In 1997, I received a copy of The Goal by Eliyahu Goldratt. The book presented a foundational principle: a system can only move as fast as its slowest constraint.
Twenty-eight years later, I built a company around that idea.
Optimize the Constraint, Not Everything
Most organizations fail at optimization by trying to improve everything simultaneously. This is wrong. Identify the single bottleneck limiting system throughput. Focus there.
Modern AI tools frequently violate this principle through universal optimization approaches. They optimize everywhere because they can, not because they should.
The Constraint Keeps Moving
Constraints are dynamic. Resolving one bottleneck inevitably reveals another. Organizations typically treat constraint identification as a one-time exercise rather than a continuous process.
Demand shifts. Suppliers adjust capacity. Markets evolve. The constraint that limited you last quarter may not be the constraint limiting you now.
Twenty Years of Circling the Same Question
Despite decades in supply chain and enterprise systems across industries (Pfizer, Gilead, AstraZeneca, BASF, Syngenta), I repeatedly encountered the same problem: organizations possessed constraint data but lacked real-time systems to identify current bottlenecks.
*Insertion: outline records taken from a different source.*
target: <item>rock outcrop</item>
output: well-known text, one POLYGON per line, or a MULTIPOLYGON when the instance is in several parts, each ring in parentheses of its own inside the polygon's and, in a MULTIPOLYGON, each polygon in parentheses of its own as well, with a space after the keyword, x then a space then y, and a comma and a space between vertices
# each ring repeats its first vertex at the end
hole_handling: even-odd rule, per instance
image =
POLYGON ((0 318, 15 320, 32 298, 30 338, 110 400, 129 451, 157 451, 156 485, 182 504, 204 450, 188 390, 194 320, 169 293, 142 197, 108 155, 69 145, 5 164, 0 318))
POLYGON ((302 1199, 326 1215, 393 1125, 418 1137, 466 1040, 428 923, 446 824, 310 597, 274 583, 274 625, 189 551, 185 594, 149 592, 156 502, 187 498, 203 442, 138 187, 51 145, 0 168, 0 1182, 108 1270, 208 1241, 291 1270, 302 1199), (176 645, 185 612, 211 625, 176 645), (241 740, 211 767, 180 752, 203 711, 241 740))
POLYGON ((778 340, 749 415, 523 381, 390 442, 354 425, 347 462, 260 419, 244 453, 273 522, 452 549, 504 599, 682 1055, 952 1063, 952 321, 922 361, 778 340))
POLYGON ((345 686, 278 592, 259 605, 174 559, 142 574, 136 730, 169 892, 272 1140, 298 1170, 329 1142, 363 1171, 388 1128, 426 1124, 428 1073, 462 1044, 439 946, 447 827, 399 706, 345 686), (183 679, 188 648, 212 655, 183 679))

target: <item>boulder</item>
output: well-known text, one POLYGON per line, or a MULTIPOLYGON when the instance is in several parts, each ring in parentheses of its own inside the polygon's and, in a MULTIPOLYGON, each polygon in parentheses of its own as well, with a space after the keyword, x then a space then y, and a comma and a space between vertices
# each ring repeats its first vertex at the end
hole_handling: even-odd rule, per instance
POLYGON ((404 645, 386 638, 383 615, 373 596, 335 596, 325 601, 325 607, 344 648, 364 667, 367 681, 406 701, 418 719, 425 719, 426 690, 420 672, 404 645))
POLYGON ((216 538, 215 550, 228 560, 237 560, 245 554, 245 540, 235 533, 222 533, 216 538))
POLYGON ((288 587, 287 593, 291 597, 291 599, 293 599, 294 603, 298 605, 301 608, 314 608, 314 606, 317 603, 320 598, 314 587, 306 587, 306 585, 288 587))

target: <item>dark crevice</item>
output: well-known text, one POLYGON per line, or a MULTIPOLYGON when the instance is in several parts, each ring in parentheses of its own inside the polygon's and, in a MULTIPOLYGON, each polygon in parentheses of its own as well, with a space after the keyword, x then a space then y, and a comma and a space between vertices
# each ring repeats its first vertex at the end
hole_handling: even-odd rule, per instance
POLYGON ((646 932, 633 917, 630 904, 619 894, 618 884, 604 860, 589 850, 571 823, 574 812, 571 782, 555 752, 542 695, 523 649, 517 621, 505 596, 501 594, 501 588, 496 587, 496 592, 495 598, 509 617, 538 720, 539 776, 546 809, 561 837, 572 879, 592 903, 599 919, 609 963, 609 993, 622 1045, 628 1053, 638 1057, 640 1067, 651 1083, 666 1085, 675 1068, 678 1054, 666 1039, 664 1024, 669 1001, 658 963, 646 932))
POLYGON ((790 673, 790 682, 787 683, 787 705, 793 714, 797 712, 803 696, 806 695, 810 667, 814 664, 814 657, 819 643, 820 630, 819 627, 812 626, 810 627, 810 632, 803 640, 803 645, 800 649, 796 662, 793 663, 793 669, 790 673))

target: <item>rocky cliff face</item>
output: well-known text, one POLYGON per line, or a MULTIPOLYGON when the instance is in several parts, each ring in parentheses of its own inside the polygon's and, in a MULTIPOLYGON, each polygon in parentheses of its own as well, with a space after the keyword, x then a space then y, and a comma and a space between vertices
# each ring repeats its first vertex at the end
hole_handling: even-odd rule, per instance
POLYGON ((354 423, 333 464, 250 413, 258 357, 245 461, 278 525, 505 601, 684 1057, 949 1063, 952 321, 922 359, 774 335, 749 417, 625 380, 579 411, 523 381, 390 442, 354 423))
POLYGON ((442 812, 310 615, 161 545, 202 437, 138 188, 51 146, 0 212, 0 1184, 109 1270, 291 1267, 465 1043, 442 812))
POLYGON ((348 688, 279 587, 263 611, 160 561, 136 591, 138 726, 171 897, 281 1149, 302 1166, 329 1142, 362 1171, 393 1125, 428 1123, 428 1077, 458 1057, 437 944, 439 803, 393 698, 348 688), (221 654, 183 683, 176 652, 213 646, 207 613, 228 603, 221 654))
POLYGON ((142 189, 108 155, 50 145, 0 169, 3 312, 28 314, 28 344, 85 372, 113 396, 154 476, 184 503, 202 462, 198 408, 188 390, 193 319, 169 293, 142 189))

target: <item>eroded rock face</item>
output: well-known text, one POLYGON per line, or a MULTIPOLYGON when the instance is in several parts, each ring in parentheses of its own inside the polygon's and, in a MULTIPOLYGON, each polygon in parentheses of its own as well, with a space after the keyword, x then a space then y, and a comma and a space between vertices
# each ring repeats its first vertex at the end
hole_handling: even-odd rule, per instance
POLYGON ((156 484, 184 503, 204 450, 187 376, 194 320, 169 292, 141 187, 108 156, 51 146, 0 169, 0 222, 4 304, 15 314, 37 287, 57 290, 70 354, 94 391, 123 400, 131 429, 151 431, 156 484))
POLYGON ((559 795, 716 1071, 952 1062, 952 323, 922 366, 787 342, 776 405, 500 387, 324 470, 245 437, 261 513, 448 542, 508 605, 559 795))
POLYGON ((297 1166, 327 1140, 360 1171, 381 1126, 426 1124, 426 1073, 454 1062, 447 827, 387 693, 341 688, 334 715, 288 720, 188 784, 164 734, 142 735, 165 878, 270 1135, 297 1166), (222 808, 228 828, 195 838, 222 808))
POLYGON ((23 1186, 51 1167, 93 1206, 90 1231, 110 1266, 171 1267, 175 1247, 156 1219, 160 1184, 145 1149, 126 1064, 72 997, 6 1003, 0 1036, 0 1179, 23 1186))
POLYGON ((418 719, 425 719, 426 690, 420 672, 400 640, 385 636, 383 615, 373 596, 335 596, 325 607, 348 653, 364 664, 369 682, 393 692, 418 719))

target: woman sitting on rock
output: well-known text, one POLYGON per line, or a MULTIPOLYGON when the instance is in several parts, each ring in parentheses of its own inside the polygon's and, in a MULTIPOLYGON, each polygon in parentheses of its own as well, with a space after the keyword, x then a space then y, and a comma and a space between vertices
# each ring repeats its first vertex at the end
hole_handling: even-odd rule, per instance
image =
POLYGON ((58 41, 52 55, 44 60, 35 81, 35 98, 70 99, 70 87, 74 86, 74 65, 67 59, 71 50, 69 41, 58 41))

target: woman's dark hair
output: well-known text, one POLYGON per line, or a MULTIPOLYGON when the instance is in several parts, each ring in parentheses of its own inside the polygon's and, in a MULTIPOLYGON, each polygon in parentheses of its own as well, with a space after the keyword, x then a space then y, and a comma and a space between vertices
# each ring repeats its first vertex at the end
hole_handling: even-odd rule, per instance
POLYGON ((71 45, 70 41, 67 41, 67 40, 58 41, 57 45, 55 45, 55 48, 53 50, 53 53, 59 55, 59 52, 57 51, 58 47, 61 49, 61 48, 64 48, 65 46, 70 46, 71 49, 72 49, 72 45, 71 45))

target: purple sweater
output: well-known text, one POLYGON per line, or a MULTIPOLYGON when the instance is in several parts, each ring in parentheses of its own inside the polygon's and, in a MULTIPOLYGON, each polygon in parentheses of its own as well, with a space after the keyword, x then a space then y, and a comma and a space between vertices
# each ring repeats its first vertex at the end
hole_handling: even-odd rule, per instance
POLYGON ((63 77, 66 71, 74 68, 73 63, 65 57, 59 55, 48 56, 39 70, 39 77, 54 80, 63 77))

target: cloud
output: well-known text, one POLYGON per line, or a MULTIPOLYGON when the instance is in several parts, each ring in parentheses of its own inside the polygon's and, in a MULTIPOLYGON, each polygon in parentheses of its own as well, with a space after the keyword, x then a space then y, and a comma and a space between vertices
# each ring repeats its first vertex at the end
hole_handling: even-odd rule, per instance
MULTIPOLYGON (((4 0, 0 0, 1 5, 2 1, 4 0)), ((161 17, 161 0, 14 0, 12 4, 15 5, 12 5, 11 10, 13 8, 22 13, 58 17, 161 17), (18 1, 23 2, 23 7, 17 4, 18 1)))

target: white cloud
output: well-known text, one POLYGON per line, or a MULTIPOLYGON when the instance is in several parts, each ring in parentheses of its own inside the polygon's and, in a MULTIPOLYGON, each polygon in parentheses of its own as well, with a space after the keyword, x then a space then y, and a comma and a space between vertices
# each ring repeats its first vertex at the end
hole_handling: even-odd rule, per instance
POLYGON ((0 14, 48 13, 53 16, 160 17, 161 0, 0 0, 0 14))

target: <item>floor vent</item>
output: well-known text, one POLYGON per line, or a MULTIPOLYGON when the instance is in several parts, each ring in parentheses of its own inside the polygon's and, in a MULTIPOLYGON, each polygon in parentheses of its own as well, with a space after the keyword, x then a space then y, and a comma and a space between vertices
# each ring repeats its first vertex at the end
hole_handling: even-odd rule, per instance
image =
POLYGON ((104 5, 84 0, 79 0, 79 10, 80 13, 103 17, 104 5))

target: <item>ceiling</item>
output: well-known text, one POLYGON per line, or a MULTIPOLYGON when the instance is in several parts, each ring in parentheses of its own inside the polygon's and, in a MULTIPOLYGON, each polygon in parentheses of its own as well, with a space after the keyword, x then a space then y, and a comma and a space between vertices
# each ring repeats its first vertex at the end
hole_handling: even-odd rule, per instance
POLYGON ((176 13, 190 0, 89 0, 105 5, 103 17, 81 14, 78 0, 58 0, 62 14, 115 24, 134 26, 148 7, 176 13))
Instead, they relied on tribal knowledge held by experienced operators. When those operators left, the knowledge walked out with them.
The Gap Between Knowing and Doing
Theory of Constraints principles remain valid forty years after publication. Implementation has not evolved significantly. Traditional TOC relies on manual identification, static analysis, and periodic reviews rather than continuous, real-time constraint detection.
The theory is sound. The tooling is not.
What If the Constraint Could Find You?
In 2025, I started building ChainAlign: continuous, probabilistic, and proactive constraint identification using live ERP and MES data.
The evolution progressed through phases:
- Classical constraint logic from Goldratt’s original framework
- Probabilistic modeling via Monte Carlo simulation
- Bayesian reasoning for causal understanding
- AI-enhanced optimization with counterfactual analysis
Learning From Disagreement
The system incorporates a Socratic Inquiry Engine that learns from user disagreements. When an operator overrides a recommendation, we ask why. Their reasoning becomes institutional knowledge that persists beyond any individual tenure.
Human judgment is not a bug to be engineered out. It is signal to be captured.
After thirty years, I remain engaged with Goldratt’s original insight. The difference: now it runs continuously in software, surfacing constraints before they become crises.